The large yield of milk from the island cows and the richness of the milk for butter are well known. Extreme cases show that from sixteen to seventeen pounds per week of butter have been made from the milk of one cow; but the average annual yield of a well-conducted dairy farm, though not so startling at first sight, affords a means of estimating the produce far more instructive. It is stated by Mr. F. Carey, of Woodlands, Guernsey, that the average annual produce of five cows on his land has been 1,680 lbs. of butter and 13,760 quarts of butter-milk. The former is worth fully one hundred pounds sterling, and the latter nearly fifteen pounds. These cattle were fed in the ordinary way, and milked three times a day. Each cow requires about one and three-quarters English acres of grass land, and is fed during winter, from the beginning of November, on mangold wurzel, turnips, parsnips, and hay.

Good cheese can be made from the milk, but it is not manufactured for sale.

The breed of sheep in the islands offers little worthy of remark. The animals are for the most part small, poor, of bad shapes, with indifferent fleeces, and coarse boned. That they are capable of great improvement, with care, is however quite cer tain. The pigs are without special interest, although in Jersey much improvement has recently taken place in the breeds.

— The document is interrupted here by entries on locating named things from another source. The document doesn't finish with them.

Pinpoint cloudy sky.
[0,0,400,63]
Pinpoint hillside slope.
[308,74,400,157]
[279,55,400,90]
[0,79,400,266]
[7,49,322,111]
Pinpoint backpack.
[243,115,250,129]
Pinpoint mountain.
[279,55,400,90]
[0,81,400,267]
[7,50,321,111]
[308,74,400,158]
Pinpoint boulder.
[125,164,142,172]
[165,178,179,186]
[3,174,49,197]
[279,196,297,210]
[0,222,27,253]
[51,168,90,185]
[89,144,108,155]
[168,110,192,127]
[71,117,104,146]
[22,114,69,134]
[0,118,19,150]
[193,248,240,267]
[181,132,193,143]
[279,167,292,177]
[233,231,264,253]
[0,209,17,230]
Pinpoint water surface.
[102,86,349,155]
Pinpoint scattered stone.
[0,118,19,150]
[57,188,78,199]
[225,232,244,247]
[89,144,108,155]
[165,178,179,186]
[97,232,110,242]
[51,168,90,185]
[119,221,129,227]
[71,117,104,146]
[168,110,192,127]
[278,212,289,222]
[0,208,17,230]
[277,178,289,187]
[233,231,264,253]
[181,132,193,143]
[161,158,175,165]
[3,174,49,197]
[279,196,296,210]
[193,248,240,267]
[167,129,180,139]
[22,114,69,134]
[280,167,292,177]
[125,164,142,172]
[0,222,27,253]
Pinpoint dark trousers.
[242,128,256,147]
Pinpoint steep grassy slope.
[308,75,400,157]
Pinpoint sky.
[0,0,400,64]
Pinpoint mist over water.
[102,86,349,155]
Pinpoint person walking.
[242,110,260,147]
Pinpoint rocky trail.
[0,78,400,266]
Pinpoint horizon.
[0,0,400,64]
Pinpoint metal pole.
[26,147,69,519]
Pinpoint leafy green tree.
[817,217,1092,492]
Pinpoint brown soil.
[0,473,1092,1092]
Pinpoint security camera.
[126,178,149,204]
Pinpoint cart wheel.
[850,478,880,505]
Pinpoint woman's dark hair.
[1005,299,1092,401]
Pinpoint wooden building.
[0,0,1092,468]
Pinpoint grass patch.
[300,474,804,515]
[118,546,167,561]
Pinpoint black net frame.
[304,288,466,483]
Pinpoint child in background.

Of horses, there is nothing important in the various breeds. Those of Jersey were improved about the beginning of this cen tury, by the admixture of blood from some Cossack horses, landed with a body of Russians in 1800. The result has been the production of a hardy and hard working animal, which for want of attention is now deteriorating. Within the last few years, both in Jersey and Guernsey, more attention has been directed to breeding, and several good stallions have been introduced. Useful animals may be obtained in the principal islands at moderate prices.*

The donkeys are of the ordinary English breeds, and do not exhibit any peculiarities. They are not very common.

Of poultry there are few curious varieties, the common fowls being of mongrel breeds. They lay tolerably well in all the islands, and in sheltered and warm spots, though the proportion eggs is not so great as in France. Each island exhibits some slight varieties. Geese are not very common, and turkeys are extremely rare.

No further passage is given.